Il existe des mots pour décrire la chaleur, la faim, la soif, les agressions physiques et sexuelles, les blessures, la peur, l'épuisement et les corps qui renoncent. Il existe des mots qui brisent, abîment, exterminent, massacrent. Il existe des mots qui montent la détermination, la ferveur, le fanatisme, la haine à nuire, à détruire.
Et dans ses mots, le lecteur encaisse de plein fouet le désespoir, l'incompréhension, le courage, la peur et la souffrance des uns, la haine et l'inhumanité des autres.

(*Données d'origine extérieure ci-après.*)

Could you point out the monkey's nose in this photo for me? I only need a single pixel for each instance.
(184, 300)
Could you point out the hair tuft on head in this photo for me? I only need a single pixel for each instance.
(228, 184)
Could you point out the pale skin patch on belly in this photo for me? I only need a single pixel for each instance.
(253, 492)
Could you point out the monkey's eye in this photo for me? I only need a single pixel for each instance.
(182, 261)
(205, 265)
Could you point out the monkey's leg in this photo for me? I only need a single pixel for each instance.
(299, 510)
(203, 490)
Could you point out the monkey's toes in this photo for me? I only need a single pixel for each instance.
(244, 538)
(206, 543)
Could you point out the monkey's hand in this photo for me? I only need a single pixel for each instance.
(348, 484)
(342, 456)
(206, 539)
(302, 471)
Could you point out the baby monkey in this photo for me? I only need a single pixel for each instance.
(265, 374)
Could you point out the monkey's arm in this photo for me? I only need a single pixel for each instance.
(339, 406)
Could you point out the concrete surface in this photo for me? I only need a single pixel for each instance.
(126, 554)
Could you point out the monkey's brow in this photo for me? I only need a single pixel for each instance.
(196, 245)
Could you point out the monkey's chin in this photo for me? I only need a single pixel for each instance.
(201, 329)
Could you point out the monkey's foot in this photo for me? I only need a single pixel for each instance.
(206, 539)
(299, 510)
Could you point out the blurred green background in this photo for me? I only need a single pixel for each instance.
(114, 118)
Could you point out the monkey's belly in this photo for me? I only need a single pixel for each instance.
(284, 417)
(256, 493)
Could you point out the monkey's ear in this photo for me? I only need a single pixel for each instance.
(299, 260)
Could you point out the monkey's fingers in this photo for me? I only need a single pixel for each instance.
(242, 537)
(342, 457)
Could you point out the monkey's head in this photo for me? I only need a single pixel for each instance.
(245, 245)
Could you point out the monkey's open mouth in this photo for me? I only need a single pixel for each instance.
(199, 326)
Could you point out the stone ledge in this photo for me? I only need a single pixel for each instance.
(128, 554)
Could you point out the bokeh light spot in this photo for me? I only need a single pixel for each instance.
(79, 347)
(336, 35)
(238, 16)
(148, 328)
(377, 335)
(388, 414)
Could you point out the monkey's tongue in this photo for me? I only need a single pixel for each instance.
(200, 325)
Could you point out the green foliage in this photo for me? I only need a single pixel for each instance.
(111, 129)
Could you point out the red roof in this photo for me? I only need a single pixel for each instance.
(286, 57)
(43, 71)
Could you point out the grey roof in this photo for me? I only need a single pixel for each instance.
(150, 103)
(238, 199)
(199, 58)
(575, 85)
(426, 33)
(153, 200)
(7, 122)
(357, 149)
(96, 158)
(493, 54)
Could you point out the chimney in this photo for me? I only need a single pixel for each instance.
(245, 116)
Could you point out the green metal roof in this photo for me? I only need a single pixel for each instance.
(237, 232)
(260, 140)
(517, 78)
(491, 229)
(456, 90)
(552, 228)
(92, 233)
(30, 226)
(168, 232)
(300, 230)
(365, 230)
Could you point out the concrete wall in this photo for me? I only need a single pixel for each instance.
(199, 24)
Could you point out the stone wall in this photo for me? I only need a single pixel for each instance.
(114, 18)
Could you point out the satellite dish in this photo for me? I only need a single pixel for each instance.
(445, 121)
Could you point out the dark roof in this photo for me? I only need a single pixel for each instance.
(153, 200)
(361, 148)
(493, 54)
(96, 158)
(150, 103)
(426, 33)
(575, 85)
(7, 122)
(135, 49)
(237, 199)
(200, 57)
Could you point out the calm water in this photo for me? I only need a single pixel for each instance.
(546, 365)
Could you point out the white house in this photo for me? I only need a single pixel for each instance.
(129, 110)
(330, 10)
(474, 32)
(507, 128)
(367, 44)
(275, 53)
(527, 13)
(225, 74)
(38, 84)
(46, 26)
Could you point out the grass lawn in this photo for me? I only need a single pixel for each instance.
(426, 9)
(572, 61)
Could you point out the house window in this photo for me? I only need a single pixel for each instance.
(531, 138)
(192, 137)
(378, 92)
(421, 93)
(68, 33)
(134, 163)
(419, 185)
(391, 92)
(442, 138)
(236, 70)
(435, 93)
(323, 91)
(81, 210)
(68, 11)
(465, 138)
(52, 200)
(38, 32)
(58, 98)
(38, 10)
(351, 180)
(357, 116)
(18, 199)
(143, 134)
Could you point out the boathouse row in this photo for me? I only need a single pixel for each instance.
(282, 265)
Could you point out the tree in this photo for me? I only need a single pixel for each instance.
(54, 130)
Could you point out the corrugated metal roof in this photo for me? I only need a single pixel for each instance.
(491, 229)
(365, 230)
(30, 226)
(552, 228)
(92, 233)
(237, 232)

Totalement chamboulée par cette lecture, je reste sans voix, trouvant difficilement les mots pour dire combien ce récit m'a touchée, émue, remuée, bouleversée. Je crois sans peine tout ce que dit l'auteur, mais j'ai du mal à réaliser comment des êtres humains peuvent faire preuve d'autant de barbarie, de sadisme et de cruauté envers d'autres êtres humains. Et pourtant, chaque jour, les images des conflits actuels nous frappent par leur monstruosité, montrant combien l'homme est capable du pire : purification ethnique, tortures, viols, exécutions, tueries, dans la plus extrême dénégation de l'humanité des autres.
« L'abattement de leurs victimes donnent aux hystériques le courage des lâches. »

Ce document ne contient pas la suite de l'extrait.